Two papers published by a multi-disciplinary research team reveal that most of us ignore the meter when a moral choice is clear, but we use it when the choice is more morally ambiguous. And some of us, about 10 per cent, will do anything to win.

Choices: Ethics snd gaming researchers looked at how morality scores affect player decision-making by building their own game called The Great Fire, pictured above.

The Great Fire, a narrative computer game, was developed by course director of the Games Design and Development Program in the School of Computing Dr Malcom Ryan, and his research partner Professor Paul Formosa, who is co-director of the Macquarie University Ethics and Agency Research Centre and Head of the Department of Philosophy. They were assisted by colleagues cognitive psychologist Dr Stephanie Howarth and writer Dr Jane Messer.

The game story centres on Frankie, an usher in a cinema in regional Australia in the 1940s, who is confronted by a murderous psychopath.

Along the way, players must make choices which affect the progress and outcome of the game.
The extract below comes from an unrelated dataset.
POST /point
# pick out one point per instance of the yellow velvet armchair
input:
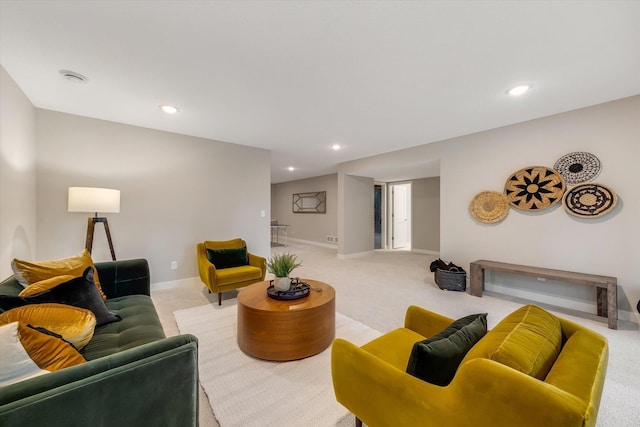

Some are simple black and white decisions, such as whether to take money or not, but others are what developers call 'trolley problems', where players must decide whether they will kill or harm someone if it saves others.

Entertainment and education

Each choice is labelled with a score of good or evil, and your total morality score registers on a meter at the top of the screen throughout the game. But the moral impact of a choice is not always clear. Do you rob a homeless person of money that could assist you? What happens if the moral score insists this is a good thing?

“Our hypothesis was that under that particular circumstance, players might choose to steal,” says Dr Malcolm Ryan.

“But we were relieved to find telling people that stealing money is good doesn’t change their response. Although there will always be about 10 per cent who will choose to do it anyway.

“Morality meters, that indicate how good or evil your avatar is, have been around in computer games since 1985 when Richard Garriott pioneered the idea in Ultima IV."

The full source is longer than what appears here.